Pelikan Dosyası

'Pat!' diye gündeme düştü.

Gazetelerin manşeti, televizyonların haberi, köşe yazarlarının yorum konusu oluverdi.

Siyasetin saf (!) izleyenleri; iktidara yakınsa 'Ne oluyor?' şaşkınlığına düşerken, muhalefete yakınsa 'Çatlak göründü!' diyerek ellerini ovuşturmaya başladı.

Penguen'e kayyum, pelikana dosya söylemleri arasına bir de yarasa eklenirse, siyaset alemi hayvanlar alemi belgeseline dönecek.

Başbakandan başka ele alan da olmadı nedense! O da savunma yaptı. Emir komuta ile yazanlardan pek ses çıkmadı. Kendilerine 'ses' verilmesini bekliyorlar.

***

Hızlıca söylenen, iktidar dolaylarının türkülerinden hep rahatsız olmuşumdur.
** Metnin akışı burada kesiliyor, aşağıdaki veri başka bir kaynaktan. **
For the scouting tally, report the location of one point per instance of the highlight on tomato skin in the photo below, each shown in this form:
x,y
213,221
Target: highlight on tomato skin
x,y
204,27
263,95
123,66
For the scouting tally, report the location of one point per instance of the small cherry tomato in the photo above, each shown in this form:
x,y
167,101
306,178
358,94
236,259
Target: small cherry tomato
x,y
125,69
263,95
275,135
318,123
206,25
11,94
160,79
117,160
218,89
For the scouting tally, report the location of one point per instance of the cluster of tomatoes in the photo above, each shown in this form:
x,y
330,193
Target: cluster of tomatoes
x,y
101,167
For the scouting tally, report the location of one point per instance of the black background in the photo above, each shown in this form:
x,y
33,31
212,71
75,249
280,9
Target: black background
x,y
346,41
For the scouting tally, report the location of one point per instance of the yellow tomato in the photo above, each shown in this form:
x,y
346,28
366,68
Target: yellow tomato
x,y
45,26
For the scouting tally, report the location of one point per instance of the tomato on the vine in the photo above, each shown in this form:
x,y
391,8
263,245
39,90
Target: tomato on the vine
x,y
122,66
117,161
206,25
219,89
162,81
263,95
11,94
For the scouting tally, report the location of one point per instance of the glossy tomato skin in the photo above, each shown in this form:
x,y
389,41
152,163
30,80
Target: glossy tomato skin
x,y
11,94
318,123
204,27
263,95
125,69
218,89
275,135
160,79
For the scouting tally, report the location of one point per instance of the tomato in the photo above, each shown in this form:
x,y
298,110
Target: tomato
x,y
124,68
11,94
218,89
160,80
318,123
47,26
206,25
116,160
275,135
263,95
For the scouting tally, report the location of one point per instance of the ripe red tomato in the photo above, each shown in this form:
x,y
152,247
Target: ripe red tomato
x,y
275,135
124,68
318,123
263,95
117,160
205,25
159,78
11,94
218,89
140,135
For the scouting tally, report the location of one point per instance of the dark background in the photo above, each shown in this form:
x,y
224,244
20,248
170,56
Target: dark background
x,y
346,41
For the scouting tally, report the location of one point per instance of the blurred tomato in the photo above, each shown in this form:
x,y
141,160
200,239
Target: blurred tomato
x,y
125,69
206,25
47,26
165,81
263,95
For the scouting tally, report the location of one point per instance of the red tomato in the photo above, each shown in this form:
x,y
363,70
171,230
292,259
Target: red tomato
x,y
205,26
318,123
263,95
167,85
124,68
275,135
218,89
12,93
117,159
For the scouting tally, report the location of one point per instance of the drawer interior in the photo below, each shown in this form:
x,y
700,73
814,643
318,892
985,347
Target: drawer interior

Unutulmamalıdır ki, bugün iktidar adına toplum ve siyaset mühendisliği yapan senaristler, stajlarını -şimdi düşman oldukları- cemaatin kumpas uzmanı kadrolarının yanında yaptılar.

'Yeni anayasadan laiklik çıkarılmalıdır' türküsü gibi, 'Pelikan dosyası' gibi sansasyonel söylemleri bir 'perdeleme, örtme hareketi' olarak anlarım.

Gündeme gelmesi istenmeyen, kamuoyunun dikkatinden kaçırılmak istenen bir şeylerin olduğu ve üstünün kapatılmaya çalışıldığı duygusuna kapılırım.

Boyun ne kadar uzatılsa, perdenin arkası görülmüyor.

Ama tarih görecektir!

***

Böylesi çıkışlar, masumane (!) bir iç dizaynın, hizaya çekmek için yapılan 'kulak çekme hareketi'nin görüntüsü olabilir.

Saflar sıklaştırılacak, bundan sonra atılacak adımlar tahkim edilecektir.

Eğer öyleyse cümbüş zamanı yakın demektir.

Mecburen bekleyen derviş olmak gerekecek,

Gerçeği öğrenip murada erebilmek için!…

***

27 maddelik bu dosya iktidar içindeki hesaplaşma için taşların yerinden oynaması anlamına da gelebilir.

O zaman yakında 'kongre var' diyebiliriz.

Parti MKYK'sının yetki kararından sonra başbakan 'mağdur' sıfatıyla seçime giderdi.

İktidarın tabanı mağdur aşığıdır. O nedenle 14 yıldır siyasetçilerinin mağduriyeti (!) bitmez.

Pelikan dosyasıyla birlikte, büyük reisin altını oymaya çalışan 'hain' olarak kongreye gitmesi sağlanmış olabilir. Eğer amaç buysa bırakın kongrede seçilmeyi, aday olmasının bile önü kesilir.

***

Eleştiri ve özeleştiri yapmaya çalışanların da anında havuzdan atıldıklarını,

Havuz yazarlarının son günlerdeki 'Bu iş Davutoğlu ile olmuyor!' çıkışlarını unutmayalım.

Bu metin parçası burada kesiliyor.